Jogando conforme as regras do jogo

Os vereadores de Sorocaba aprovaram o projeto do prefeito Rodrigo Manga que altera os requisitos para exercício dos cargos de Auditor-Geral do Município, Controlador-Geral do Município e Corregedor-Geral do Município e, também, cria a Secretaria de Gabinete Central e o cargo de Secretário do Gabinete Central.

Por quê o prefeito fez isso agora?

Porque vencerá em abril o prazo de 60 dias dado em fevereiro pelo promotor de Justiça do Ministério Público em Sorocaba, Orlando Bastos Filho, recomendando a exoneração o servidor comissionado, o controlador-geral do município, João Alberto Corrêa Maia, do cargo, pois o órgão estadual informa que somente servidor efetivo, ou seja, concursado deve exercer função de controle interno. O que não é o caso de Maia. Caso não seja exonerado até lá, o promotor disse que ingressará com uma Ação Civil Pública contra o prefeito.

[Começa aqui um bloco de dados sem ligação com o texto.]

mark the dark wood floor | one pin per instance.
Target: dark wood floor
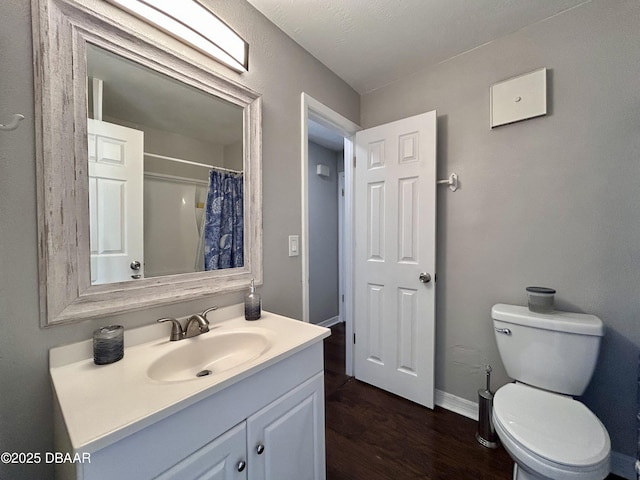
(374, 435)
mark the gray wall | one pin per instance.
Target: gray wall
(550, 201)
(279, 69)
(323, 235)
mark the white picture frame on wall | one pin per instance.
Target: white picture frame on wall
(519, 98)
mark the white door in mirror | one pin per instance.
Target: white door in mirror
(115, 202)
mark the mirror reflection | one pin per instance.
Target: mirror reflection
(165, 174)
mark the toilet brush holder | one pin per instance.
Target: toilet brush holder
(486, 434)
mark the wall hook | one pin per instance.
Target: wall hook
(13, 124)
(452, 181)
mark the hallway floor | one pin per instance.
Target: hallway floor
(375, 435)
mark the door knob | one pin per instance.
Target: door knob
(424, 277)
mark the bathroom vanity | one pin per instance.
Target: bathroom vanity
(258, 414)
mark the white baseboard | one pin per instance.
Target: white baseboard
(623, 466)
(330, 322)
(461, 406)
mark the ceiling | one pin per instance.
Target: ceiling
(141, 96)
(371, 43)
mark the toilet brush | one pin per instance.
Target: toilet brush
(486, 434)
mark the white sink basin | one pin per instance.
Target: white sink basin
(208, 354)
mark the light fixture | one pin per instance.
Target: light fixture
(192, 23)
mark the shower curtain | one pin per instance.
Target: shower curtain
(223, 229)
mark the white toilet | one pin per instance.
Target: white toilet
(551, 356)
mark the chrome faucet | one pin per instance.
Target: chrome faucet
(197, 324)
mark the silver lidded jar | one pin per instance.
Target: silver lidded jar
(252, 304)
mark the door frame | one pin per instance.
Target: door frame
(318, 112)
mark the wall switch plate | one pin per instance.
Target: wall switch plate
(519, 98)
(294, 246)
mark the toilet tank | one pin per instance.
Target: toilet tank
(556, 351)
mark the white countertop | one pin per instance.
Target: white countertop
(103, 403)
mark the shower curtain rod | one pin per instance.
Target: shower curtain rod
(189, 162)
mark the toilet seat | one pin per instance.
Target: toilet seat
(554, 435)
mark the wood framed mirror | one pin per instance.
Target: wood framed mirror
(67, 33)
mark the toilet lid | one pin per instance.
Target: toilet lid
(552, 426)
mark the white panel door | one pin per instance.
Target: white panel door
(115, 202)
(395, 215)
(285, 440)
(222, 459)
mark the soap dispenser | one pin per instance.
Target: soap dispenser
(252, 304)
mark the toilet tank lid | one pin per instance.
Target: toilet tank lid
(578, 323)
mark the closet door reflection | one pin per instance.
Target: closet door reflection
(161, 219)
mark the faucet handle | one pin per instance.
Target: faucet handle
(211, 309)
(176, 328)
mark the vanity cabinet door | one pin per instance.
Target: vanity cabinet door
(222, 459)
(285, 440)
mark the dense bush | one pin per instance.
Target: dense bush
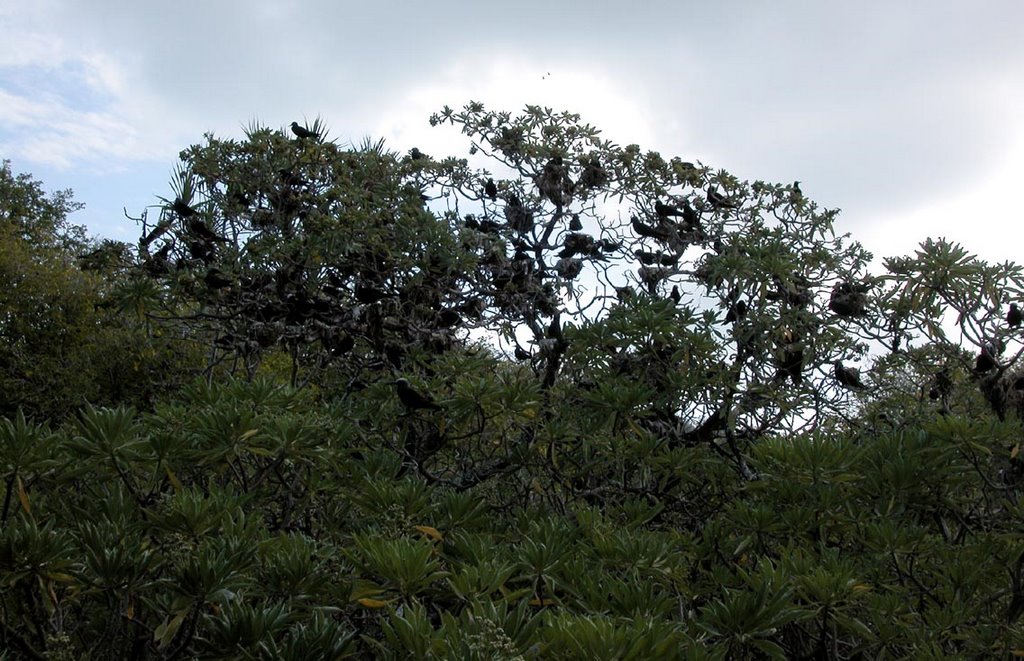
(451, 412)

O prefeito não poderia simplesmente demitir o referido funcionário e assim já se livraria da ameaça do promotor?

Sim poderia. Então por que não o fez?

Há algumas razões para isso, mas me parece que a principal delas diz respeito a confiança. Quando assume o cargo, após ser escolhido pelo cidadão na eleição, o prefeito tem o direito de governar com pessoas de sua confiança, ou seja, pessoas que ele possa pedir algo e ter certeza de que será atendido no prazo; pessoas que estejam atentas a ações, prazos e encaminhamentos que pretejam o prefeito de erros que recaiam sobre ele. Maia, de quem Manga é amigo antes até de ser eleito vereador, é uma dessas pessoas. Eles se entendem pelo olhar. Portanto é justo que ele queria Maia ao seu lado. Vale lembrar que o então prefeito Crespo tinha o mesmo sentimento de confiança com Tati Poles. E lutou até o seu fim para tê-la ao seu lado.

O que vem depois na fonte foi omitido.